7 Dec 2015 By John Foley

Assessing takeovers for antitrust risks is a game of ifs, buts, mights and hindsight. American lawmakers argued that if Electrolux bought General Electric’s U.S. appliance business, it might emerge with improper pricing power. Shareholders’ response as the $3.3 billion deal failed on Dec. 7 suggests they never held such hopes.

GE’s decision to scrap its sale to the Swedish group over a year after it was outlined looks like a sop to the U.S. Department of Justice, with whom the two companies had gone to trial over the merits of the transaction. The Justice Department feared that homemakers would face price increases from a market reduced to an effective duopoly. Consumer protection is a cause voters can get behind. The takeover of Bumble Bee Seafoods by a Thai canned tuna maker failed on Dec. 4 amid a similar challenge.

Fears of consumers being hurt when big companies consolidate are real enough. The U.S. market for appliances is more concentrated than in Europe, and also has higher margins. That, mixed with revenue growth of up to 4 percent a year, was the main appeal of the transaction for Electrolux. Yet white goods retailing is an oligopolist’s game in the United States, and as both sides have pointed out, aggressive Asian appliance makers ought to keep the rest honest. If a similar takeover of Maytag by Whirlpool in 2006 didn’t raise prices, the Swedish group said, this one ought not to either.

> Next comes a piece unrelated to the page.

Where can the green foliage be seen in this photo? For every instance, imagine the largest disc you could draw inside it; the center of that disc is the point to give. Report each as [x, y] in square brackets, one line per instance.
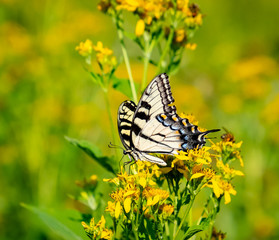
[231, 79]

The degree of Electrolux investor disappointment is seen in the 12 percent initial drop in market value on Dec. 7. That’s equivalent to around $1.2 billion. Yet the Swedish group had estimated cost savings from the deal would amount to $300 million a year, which taxed at Electrolux’s 25 percent rate and valued on a multiple of 10 times represent around $2.3 billion of value. Maybe the market already gave the deal only a 50 percent chance of going through. It also seems that few investors pinned hope on added pricing power. Electrolux has lost out on some extra growth, but probably no more.